In September of 2012, I moved from Texas back to Connecticut after an eight year run in the Lone Star State. It was a hard time for me, for a number of reasons I don’t really feel necessary to get into here, but at the end of 2012 I had listened to two new to me bands that I knew were going to be staples in my life from that point forward.
Somehow, despite not liking a number of other bands I was hearing for the first time, Warpaint became an instant classic, a new favorite and a staple of my life when I first heard “The Fool”. 2013 was The Year of Music, but I still carried “The Fool” with me through that year, recognizing something I should have heard back in 2010 but was preoccupied with I don’t remember what.
If I could turn back time (Cher) I would have named The Album of the Year for 2009 “Fantasies” by Metric. Likewise, my Album of the Year for 2010 is undoubtedly “The Fool”. There was never any thought or concern in my mind when this came out of, “What if it’s not good?” and I’d like to talk about that fact for a minute.
When I was a teenager, I bought CDs blindly. I would hear one song on the radio or see the video on Mtv and think, “That’s cool, I bet the rest of their songs are just as good!” It lead to me owning such unfortunate music choices as that one CD Crash Test Dummies did that everyone knew the song for and the one later too when he sang in a higher voice.
Many of the changes that have taken place since 2000 in physical releases of music really have been formulating since music first became recorded. People not willing to pay $15 for one song they like for that particular moment and will most likely be a passing phase alongside ten or eleven other songs that are not quite up to par is nothing new.
Thinking of classic albums by bands like The Beatles up to Nirvana, it’s really hard to believe we ever lived in a time when those albums came out and as soon as we heard them we thought “Instant classic” and it was true because, well, people do tend to overuse that word. But I bet all of those kids who bought “Nevermind” because they liked the video for “Smells Like Teen Spirit” knew the moment they let the whole album play that it was going to have a huge impact.

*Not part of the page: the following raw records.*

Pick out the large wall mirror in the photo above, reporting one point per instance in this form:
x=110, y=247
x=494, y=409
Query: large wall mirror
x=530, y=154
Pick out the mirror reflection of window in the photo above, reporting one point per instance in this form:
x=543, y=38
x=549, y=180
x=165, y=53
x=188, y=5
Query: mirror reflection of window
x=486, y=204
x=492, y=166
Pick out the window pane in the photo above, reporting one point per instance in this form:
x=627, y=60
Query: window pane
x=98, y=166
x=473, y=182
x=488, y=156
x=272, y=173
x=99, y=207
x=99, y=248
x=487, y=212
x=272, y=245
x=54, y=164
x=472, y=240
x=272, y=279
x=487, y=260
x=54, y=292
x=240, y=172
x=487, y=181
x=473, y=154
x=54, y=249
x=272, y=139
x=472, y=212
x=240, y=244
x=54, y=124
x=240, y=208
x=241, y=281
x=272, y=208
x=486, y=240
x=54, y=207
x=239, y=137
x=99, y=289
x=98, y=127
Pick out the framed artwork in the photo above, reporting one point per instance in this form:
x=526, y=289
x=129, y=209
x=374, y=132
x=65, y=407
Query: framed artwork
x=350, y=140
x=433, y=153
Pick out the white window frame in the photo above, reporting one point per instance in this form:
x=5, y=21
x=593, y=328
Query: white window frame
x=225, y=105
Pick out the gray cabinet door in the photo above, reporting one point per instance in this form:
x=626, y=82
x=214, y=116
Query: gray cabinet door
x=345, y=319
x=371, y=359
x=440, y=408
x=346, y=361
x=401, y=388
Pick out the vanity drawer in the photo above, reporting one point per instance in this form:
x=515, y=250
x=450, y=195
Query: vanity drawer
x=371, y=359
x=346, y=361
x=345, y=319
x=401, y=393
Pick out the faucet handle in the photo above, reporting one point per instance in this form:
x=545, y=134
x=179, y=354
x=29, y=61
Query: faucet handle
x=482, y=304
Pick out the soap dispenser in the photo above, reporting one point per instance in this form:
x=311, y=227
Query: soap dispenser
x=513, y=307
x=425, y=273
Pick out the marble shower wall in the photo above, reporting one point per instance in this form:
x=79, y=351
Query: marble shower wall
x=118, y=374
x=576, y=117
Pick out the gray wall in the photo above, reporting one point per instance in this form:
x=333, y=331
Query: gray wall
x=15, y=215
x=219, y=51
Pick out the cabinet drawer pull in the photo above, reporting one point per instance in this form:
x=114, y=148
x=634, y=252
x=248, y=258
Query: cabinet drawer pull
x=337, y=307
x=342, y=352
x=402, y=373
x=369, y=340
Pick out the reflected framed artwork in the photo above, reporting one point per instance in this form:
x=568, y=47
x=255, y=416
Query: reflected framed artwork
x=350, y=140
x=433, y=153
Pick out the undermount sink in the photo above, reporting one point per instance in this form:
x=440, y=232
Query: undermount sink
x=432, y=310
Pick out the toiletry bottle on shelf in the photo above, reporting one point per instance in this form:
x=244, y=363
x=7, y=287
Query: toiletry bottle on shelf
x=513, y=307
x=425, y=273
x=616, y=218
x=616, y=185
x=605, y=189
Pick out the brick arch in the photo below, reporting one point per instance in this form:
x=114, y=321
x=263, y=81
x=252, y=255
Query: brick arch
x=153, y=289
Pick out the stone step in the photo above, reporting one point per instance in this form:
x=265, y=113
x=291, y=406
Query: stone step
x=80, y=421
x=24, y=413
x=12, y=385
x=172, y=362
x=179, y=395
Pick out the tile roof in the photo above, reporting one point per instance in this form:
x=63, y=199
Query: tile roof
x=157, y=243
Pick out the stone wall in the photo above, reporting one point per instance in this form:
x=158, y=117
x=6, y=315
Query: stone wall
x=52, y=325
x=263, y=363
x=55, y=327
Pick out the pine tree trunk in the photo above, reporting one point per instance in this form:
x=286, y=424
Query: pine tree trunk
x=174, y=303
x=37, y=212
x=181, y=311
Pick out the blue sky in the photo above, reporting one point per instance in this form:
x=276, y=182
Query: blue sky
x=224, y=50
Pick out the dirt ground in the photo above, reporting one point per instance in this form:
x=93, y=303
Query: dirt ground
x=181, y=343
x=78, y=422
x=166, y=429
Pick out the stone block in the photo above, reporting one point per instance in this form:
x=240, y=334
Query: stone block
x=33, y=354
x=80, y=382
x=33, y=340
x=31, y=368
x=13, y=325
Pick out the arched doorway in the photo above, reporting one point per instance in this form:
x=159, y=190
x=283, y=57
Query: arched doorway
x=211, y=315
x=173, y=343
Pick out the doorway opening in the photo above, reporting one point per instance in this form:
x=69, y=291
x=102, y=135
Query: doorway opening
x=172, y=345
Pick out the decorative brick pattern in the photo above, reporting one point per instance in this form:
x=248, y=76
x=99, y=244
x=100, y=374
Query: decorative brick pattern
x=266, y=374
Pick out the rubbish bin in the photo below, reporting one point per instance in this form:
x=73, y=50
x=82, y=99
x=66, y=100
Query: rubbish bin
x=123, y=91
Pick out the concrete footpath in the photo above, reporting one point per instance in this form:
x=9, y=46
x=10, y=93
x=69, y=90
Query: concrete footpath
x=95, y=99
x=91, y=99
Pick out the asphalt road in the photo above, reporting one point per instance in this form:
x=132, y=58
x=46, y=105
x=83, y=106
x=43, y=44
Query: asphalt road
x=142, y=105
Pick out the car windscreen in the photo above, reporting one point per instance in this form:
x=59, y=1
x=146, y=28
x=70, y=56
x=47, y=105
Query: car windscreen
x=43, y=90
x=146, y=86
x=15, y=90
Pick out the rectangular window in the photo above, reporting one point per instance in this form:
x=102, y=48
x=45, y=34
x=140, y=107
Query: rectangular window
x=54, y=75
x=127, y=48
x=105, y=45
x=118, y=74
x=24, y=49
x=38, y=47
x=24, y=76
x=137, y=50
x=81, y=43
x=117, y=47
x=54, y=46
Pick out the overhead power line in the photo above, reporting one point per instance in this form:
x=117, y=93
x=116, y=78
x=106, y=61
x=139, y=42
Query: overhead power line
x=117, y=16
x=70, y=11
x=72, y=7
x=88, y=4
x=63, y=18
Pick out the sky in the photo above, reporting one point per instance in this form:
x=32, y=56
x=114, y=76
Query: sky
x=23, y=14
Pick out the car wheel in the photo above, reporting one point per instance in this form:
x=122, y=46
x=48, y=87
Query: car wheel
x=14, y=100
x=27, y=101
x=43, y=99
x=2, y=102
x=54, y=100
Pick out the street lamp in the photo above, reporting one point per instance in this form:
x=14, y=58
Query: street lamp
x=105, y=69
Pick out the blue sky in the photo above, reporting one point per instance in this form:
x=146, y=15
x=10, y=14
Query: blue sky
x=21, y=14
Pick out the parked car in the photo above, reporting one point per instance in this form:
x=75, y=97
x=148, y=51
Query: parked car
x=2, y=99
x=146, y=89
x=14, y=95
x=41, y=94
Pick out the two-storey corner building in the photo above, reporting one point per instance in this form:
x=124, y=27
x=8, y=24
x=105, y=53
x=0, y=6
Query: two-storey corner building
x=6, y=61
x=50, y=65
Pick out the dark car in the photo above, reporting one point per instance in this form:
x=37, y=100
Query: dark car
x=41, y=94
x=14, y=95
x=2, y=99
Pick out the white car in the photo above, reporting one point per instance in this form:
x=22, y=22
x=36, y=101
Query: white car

So really, not only is it a feat to have this be recognizable so quickly, but it is even harder to simply find an album these days that is just good song-for-song. And I knew, in my mind, that this would deliver when I heard it. And it did.
This is how music should be. If every album was like this, music would be the billion dollar industry that it really should be, where people pay ten dollars for a single song because it’s worth it. Give Warpaint whatever they ask of you. However much they want you to pay for these tiny pieces of their souls is simply not enough, so relish in the delight that you are getting such a great deal.